Considering hemp’s hardy double-duty as both a cash crop and a cover crop, there’s a lot to learn.
In 2017, the Pennsylvania Department of Agriculture issued 16 industrial hemp research licenses, giving certain farmers in the state a chance to “demonstrate the viability and the potential of the plant,” according to Agriculture Secretary Russell Redding. One of those licenses went to Rodale Institute in Kutztown, Pa.
Hemp specialist Tara Caton says that Rodale’s goal was to take what the institute had learned in 40 years of organic grain crop rotations and apply it to hemp.
“We knew hemp was exciting and interesting for farmers,” Caton says. “But it's also really hard to convince farmers, especially in our Pennsylvania regions, who have been farming corn and soybeans for 50-plus years to try to convince them to grow something else. We didn't want to replace those other crops that they're used to growing. We wanted to just add another crop rotation to maybe add another area for some revenue and to get some potential agronomic benefits by diversifying this rotation.”

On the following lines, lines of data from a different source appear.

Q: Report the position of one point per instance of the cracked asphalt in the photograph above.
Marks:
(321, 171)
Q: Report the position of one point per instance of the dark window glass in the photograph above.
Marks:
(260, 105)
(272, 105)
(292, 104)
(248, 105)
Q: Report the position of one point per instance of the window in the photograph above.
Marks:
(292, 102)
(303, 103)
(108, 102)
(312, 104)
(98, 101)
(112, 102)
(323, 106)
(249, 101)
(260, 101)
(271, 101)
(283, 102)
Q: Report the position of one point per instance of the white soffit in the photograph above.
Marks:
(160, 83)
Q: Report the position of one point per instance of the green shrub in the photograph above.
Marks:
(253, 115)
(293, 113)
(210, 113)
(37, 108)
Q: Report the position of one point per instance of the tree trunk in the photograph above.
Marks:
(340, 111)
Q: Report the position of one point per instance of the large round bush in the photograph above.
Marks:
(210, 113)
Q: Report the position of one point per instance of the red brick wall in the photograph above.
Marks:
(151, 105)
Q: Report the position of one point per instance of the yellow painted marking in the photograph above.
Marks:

The farmers and researchers at Rodale set to work that summer, slotting hemp crops into a four year- rotation that included soybeans, wheat and corn, as well as oats and hay. In between seasons, vetch cover crops would protect the soil. Caton’s team then replaced the oats with a hemp fiber crop, citing both crops’ short-season growth cycles in the summer months, and began to observe.

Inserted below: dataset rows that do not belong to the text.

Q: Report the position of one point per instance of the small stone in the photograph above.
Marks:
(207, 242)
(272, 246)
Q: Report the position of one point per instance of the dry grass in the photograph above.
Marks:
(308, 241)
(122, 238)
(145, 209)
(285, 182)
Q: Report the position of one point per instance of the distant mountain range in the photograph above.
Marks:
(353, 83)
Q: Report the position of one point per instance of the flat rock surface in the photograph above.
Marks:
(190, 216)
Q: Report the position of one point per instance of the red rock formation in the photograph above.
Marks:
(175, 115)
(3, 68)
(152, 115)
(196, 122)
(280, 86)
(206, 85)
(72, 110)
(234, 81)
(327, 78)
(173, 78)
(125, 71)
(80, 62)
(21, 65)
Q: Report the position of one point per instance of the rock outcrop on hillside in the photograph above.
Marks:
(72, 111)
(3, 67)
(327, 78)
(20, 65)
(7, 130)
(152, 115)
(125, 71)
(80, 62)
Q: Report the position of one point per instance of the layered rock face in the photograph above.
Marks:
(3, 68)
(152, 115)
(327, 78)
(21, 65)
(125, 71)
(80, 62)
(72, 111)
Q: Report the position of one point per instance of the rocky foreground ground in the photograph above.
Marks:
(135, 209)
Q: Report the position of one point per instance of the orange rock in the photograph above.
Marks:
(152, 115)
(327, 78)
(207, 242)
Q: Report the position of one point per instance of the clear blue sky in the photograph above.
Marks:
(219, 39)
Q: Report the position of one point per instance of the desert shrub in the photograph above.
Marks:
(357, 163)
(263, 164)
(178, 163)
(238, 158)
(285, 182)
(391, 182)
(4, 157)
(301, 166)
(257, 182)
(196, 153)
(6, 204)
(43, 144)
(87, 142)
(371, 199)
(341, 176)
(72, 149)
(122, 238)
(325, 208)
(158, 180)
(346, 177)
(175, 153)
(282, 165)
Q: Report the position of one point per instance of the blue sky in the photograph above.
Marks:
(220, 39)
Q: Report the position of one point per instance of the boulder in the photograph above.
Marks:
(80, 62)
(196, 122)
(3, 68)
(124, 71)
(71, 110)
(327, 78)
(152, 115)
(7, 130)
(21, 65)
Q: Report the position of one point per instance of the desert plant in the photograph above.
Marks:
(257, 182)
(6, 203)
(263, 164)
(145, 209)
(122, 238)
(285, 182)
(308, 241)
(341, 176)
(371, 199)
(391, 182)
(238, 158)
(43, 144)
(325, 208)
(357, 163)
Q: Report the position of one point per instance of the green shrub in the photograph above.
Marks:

The institute’s original intent was to discover which hemp varieties grow best in its southeastern Pennsylvania region and which specific varieties might then fit well into an existing crop rotation plan. The team found that hemp could stand on its own as a helpful cash crop, but that it also lent agronomic abilities to the cover crops’ duties.
“With cover cropping at all, the most important thing is timing,” Caton says. “You need to be able to get those cover crops seeded into the ground early enough in the fall that they can establish themselves before we get our hard winter. That’s because then you're not going to have a good cover in the spring and you're not going to get the benefits of a cover crop, like covering the ground, holding onto soil, suppressing weeds.”
Rodale’s vetch and clover cover crops would be in the ground by the end of September, Caton says. Ryegrass and cereal crops could go into October. But by November, the hard freeze is on its way. (Again, Rodale is based in southeastern Pennsylvania. Geography and climate are cornerstones of understanding hemp cultivation.)
Hemp tends to grow as an 80- to 120-day crop, giving farmers plenty of time in the spring to get seeds in the ground. Caton says that Rodale’s first crops in 2017 germinated within three days of hitting the farm’s nicely irrigated soil. By the end of the first week, the plants ran up to farmers’ hips. On Day 85, Caton and her team harvested what had become by then great 12-foot plants. “So, you're getting this great cover and so really, the weeds never had a chance,” she says. “Because this plant grows so tall so quickly, we knew that it had a great potential to naturally suppress weeds,” she says.
To reduce tillage, the Rodale team also looked to hemp’s massive root complex as a guard against weeds and a natural soil preparation for the rotation.
In fact, as the years have gone on, the agronomic impacts of including hemp in a crop rotation seemed to compound. Not only were weeds being reduced when hemp was being grown, but Caton says that she found a continued effect; the reduction of weeds went on into the next growing seasons.
“I really am proud of the work that we are doing because we're not just looking for a quick fix,” she says. “We've never thought that way. We're looking for long-term plans. And so that's why we thought that it was essential just to work on incorporating this into farm plans and crop rotations. … The reason we wanted to design [the industrial hemp trials] in this way is because they were really excited about hemp being this great new crop, so we didn't want it to replace anything. We didn't want to see it, where people are just growing a monoculture of hemp. We want to be able to use it as another tool to help farmers incorporate it into their already existing farm plan.”